There are few events in an industry as storied as the automotive one which could potentially have the same long lasting effect as a buyout or merger. One of those events happened yesterday, as Cerberus (named after the three headed dog which guards hell in Greek mythology) purchased the Chrysler Group from Daimler.
Employees are concerned about their jobs, unions are concerned about plants staying open and upcoming negotiations and the almost certain management requests for concessions. Management has to deal with what is considered a largely irrelevant line-up of cars (save the mini-vans, 300C and Jeep ) and the need to make Chrysler profitable as soon as possible, if not sooner.
While this sale won’t change Chrysler ’s product line-up, it will fundamentally change Detroit and the auto industry. Private equity firms such as Cerberus pick up distressed firms for cheap and are notorious for demanding quick returns on their investments. They will want Chrysler to be profitable tomorrow and as the spiritual successors to the corporate raiders of the 1980′s, they will do anything to minimize their losses and maximize their profits.
Since lead times in the automotive industry are so long (it can take more than 5 years to move a car from design boards, through engineering, through the bean counters, and into production) instant increases in revenue from new products which would cover Chrysler’s losses aren’t likely. The other side of the coin are the company’s expenses which you can bet Cerberus is looking very closely at.
Where would Cerberus look to cut costs?
The Unions: The biggest ticket items at Chrysler, wages and benefits given to employees and retirees will be the hardest to cut. The UAW and CAW have both been resistant to concessions, however they did give just that to GM and Ford in 2005 and 2006 with respect to employee health care coverage and the employee buyouts.
Research and Development
Each of the automakers spends billions of dollars a year on research and development. Cuts here would save the automaker tons of money but would significantly compromise Chrysler’s ability to compete in the future. Without R&D expenditures the company won’t be able to develop new more fuel efficient engines, reduce vehicle weight with new materials, invest in hybrids and diesel powertrains, or in interior materials and components.
Advertising
Again, Chrysler like all other automakers spends a tremendous amount every year on advertising and should continue to do so lest sales suffer and the brand basically disappears from the American collective conscience. Cuts here would be extremely detrimental over the short term to Chrysler.

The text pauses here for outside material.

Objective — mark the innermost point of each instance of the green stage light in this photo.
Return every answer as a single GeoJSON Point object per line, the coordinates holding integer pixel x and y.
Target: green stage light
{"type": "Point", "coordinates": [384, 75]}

The effects of such cost cutting would cascade industry wide. If Chrysler manages to receive concessions from the UAW/CAW expect General Motors and Ford to demand reciprocal relief from their contracts. Thus, any cost structure advantage gained by Chrysler from union concessions would be short lived. Cuts by Chrysler in R&D and advertising would be an advantage that GM and Ford would instantly try to exploit in an effort to win over Chrysler’s customers.
If cost cuts from those three areas, combined with a refreshed 300 and new minivans don’t make the automaker very profitable, its will be lights out for Chrysler. Cerberus will start to break up Chrysler Corporation selling off its most profitable divisions and leaving the rest to die. Expect GM, Ford and possible other investors to battle over Chrysler’s most prized possession, Jeep .
Barring Chrysler developing this generation’s K-Car or something as significant as the minivan; this week we probably witnessed the end of Chrysler as we know it and the first of its steps towards irrelevancy and its eventual disappearance. As the company continues to shrink, it will no longer be able to fund the R&D it needs to keep up with the competition and it will no longer be able to afford the advertising needed to maintain its market share. It will no longer be able to compete in every segment of the market.
In life there are two sure things; death and taxes. In the corporate world there is one sure thing; no company ever achieved long term success by shrinking itself down to profitability.